Thursday 29 December 2016

Vale Debbie Reynolds - Noel Bjorndahl remembers a stellar career (reposted from Facebook)

I'm trying to come to terms with the death of Debbie Reynolds the day after the death of her daughter Carrie Fisher: it has had me weeping copious and genuine tears. What a trouper she was. My earliest memory, at a Saturday matinee, was the hilarious sequence in I Love Melvin (Don Weis) where she becomes a human football-it's got to be seen to be believed.

Mary Frances Reynolds was born a Texan. Her ability to project cheerfulness appeared to be genuine and when her big break came in the glorious Singin' in the Rain (directed by Stanley Donen and star Gene Kelly), she proved to be a strong match for the outstanding terpsichorean skills of Kelly and Donald O'Connor, unleashing the kind of vigour that brought about a star-making performance. I soon found out there had preceded and followed a long succession of musicals. I finally caught up with all of them. In Three Little Words (director Richard Thorpe), her voice was dubbed for the numbers as it was for Singin' in the Rain, the enjoyable Give a Girl a Break (Stanley Donen again), I Love Melvin (another favourite), and The Affairs of Dobie Gillis (Don Weis again). 

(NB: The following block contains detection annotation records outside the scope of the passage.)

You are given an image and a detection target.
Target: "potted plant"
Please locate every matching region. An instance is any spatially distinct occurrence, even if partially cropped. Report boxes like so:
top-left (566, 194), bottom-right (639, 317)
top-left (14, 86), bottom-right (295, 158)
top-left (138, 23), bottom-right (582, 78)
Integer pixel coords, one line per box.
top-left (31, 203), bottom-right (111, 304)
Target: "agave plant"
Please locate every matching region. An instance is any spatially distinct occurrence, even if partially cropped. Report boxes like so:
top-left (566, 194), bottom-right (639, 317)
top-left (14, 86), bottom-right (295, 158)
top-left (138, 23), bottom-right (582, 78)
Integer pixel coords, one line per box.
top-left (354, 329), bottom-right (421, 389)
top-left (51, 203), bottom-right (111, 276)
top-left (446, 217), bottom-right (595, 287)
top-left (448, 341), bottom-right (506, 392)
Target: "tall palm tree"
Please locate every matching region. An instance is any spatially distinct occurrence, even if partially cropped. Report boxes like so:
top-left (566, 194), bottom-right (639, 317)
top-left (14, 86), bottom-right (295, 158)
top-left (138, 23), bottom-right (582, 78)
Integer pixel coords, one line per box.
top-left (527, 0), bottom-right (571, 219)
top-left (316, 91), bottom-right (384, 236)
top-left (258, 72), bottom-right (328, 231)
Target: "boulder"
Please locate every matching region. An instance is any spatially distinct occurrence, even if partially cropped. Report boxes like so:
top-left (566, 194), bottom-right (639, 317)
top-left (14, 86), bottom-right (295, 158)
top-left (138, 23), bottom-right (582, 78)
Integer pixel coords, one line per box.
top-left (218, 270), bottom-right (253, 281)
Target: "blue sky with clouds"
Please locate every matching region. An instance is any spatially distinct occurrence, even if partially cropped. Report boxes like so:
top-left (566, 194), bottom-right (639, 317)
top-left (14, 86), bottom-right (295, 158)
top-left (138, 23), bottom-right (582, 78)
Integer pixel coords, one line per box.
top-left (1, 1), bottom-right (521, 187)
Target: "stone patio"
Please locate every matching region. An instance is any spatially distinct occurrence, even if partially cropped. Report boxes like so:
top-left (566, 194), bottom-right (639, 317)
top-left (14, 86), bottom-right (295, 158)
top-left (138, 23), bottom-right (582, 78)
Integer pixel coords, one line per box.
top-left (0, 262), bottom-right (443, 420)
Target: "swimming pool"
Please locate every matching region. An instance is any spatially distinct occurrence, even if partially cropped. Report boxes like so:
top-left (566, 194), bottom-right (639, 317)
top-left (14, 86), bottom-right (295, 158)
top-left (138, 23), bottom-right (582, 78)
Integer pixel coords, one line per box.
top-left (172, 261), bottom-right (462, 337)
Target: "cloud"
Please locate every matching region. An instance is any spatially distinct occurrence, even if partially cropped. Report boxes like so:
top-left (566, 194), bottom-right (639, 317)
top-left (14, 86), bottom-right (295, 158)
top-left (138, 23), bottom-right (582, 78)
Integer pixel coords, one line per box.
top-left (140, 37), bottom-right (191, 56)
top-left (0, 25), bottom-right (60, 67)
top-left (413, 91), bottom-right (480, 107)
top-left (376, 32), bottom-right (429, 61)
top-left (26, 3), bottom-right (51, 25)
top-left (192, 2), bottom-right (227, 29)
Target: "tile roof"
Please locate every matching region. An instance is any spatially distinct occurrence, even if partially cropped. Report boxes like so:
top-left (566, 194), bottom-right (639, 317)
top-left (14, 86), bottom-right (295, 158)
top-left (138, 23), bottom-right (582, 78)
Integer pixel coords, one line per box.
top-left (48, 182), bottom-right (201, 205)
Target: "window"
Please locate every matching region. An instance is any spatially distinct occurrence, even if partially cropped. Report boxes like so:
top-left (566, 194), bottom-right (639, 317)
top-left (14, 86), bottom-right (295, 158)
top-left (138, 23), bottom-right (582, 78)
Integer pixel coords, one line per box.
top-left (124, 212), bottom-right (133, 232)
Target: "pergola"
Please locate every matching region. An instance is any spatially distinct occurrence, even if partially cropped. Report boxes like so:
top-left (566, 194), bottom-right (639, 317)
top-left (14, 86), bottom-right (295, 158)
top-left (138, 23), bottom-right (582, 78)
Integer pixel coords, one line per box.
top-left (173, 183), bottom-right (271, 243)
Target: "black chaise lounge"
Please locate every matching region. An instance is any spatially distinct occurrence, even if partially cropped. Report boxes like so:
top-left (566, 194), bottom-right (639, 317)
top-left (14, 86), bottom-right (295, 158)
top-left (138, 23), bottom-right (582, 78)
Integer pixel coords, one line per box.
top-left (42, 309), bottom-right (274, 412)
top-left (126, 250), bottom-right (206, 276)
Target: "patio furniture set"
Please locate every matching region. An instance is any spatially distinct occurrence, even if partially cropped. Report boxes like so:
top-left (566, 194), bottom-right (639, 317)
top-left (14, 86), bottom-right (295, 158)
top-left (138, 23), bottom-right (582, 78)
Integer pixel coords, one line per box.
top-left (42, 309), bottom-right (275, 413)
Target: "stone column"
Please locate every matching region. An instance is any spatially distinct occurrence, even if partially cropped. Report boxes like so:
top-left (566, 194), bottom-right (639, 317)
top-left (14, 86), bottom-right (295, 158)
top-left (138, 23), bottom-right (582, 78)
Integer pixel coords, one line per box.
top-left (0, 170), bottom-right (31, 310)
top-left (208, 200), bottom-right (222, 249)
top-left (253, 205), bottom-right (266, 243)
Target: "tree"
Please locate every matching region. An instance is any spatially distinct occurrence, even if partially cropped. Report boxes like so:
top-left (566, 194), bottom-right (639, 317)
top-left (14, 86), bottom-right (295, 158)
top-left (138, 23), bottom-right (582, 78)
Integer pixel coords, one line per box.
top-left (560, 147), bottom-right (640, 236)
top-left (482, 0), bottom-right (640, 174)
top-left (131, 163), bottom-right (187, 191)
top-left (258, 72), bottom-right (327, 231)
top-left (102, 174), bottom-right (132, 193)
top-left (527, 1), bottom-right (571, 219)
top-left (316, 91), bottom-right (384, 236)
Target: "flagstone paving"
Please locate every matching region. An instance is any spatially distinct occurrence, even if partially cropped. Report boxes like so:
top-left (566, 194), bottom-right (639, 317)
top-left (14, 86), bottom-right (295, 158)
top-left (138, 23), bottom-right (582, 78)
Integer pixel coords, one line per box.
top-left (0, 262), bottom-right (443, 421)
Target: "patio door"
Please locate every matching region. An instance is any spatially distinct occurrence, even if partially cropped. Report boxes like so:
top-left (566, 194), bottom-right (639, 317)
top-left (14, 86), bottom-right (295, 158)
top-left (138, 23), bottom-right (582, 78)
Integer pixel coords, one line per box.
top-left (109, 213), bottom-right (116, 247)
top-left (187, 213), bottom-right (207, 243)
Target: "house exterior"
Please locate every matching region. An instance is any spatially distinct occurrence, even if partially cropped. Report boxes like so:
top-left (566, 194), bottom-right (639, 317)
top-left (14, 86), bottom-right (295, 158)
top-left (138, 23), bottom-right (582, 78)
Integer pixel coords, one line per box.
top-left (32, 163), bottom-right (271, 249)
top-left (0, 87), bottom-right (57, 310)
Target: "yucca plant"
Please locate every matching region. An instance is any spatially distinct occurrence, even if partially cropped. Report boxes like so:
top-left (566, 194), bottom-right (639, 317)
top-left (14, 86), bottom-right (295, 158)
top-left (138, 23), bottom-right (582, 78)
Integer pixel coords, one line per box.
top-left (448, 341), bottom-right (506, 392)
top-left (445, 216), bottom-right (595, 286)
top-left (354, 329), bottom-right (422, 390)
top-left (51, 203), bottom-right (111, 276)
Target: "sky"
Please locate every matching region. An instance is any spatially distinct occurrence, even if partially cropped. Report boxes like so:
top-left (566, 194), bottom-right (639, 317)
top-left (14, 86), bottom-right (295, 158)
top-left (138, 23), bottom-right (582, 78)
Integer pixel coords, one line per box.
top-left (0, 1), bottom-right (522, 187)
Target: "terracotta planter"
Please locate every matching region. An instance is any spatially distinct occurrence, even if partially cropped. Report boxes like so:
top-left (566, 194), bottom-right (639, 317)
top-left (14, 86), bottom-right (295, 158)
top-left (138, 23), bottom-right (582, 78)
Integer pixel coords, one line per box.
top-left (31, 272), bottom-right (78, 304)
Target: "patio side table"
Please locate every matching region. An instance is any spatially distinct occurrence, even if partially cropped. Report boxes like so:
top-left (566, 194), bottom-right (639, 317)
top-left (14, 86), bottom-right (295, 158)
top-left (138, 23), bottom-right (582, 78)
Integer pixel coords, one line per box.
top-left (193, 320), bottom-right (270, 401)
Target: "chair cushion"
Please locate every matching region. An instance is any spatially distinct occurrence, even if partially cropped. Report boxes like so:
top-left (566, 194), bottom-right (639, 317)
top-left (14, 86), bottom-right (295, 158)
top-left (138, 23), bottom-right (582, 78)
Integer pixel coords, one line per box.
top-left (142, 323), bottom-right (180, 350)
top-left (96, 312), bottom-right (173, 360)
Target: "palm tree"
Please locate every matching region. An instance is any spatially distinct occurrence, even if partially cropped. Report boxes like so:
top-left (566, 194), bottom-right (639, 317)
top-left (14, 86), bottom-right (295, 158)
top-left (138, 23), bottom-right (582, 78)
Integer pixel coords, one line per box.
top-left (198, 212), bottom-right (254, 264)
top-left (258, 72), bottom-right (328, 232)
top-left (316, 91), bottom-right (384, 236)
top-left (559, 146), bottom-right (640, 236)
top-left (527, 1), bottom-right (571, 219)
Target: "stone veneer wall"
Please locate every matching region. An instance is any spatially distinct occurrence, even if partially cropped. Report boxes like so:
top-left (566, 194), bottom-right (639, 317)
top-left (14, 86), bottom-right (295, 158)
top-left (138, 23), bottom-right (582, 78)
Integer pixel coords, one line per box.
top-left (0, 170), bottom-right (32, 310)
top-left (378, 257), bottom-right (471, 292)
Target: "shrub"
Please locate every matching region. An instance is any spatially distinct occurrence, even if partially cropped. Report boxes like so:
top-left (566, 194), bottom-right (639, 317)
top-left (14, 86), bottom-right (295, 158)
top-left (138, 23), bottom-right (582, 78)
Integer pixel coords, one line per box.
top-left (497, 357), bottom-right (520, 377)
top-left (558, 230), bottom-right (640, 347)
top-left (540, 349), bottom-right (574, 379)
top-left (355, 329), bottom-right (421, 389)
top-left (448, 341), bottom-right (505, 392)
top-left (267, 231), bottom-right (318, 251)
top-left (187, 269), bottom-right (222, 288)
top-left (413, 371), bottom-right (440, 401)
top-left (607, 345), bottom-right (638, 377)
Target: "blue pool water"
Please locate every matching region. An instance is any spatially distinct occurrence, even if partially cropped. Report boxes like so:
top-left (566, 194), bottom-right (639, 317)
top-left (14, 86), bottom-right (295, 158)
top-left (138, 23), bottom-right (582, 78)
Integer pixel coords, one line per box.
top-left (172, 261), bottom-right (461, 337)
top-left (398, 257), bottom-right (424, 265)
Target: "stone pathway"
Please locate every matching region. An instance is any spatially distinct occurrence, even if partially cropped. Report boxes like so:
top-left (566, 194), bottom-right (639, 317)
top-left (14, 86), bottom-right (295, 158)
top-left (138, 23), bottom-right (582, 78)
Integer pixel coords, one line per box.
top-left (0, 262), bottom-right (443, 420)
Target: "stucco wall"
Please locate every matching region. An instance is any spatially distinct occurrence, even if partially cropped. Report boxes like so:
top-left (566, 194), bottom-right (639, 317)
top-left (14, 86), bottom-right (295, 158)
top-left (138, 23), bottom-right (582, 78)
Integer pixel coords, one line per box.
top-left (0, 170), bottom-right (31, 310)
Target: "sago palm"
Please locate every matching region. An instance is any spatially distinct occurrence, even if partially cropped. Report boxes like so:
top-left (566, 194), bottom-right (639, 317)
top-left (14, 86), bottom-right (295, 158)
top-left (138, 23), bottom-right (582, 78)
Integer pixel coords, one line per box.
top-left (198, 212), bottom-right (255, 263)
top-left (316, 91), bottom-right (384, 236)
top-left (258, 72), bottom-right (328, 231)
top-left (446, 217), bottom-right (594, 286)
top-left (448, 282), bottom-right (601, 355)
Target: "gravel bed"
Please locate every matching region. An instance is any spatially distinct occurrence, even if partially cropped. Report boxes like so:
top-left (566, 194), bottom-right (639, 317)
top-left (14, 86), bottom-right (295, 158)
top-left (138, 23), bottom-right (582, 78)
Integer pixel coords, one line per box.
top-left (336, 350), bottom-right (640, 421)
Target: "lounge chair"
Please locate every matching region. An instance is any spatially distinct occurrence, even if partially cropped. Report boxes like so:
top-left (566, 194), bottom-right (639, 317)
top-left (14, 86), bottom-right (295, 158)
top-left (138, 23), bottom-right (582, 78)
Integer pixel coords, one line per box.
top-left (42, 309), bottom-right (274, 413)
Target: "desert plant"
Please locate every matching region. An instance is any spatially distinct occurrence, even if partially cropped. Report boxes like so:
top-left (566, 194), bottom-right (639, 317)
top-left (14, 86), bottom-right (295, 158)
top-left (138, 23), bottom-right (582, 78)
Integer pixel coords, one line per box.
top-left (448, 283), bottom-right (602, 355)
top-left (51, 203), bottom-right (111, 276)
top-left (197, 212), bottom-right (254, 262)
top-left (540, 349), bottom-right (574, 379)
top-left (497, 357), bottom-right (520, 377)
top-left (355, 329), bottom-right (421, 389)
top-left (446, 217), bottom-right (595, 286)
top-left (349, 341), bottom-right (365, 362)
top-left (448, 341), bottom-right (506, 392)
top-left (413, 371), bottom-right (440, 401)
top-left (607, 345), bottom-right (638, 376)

I thoroughly enjoyed her antics in Frank Tashlin's cheeky comedy Susan Slept Here, playing a young teenage delinquent teen (again) who is reluctantly taken in over Christmas by Dick Powell (then more than twice her age and then some). It was again a boundary pusher for the staid 50s and the cast managed to get away with it. As the musical as a popular genre wound down, Debbie showed commitment in Say One for Me with Bing Crosby (director Frank Tashlin again), Hit the Deck (Roy Rowland), and The Tender Trap (a pretty silly film and mismatch opposite Frank Sinatra, playing a New York bachelor on the make). It was quite tasteless. Her role in Tammy and the Bachelor in 1957 was very popular but it has not aged well. Debbie's best musical in later years was The Unsinkable Molly Brown (Charles Walters, 1964). She was also terrific in Minnelli's underrated Goodbye Charlie, which sadly laid an egg at the box office. Tastes were changing but Debbie had matured into a very good performer and brought what little class it had into Blake Edwards's This Happy Feeling, as well as a straight role in Robert Mulligan's The Rat Race. Vale, Debbie.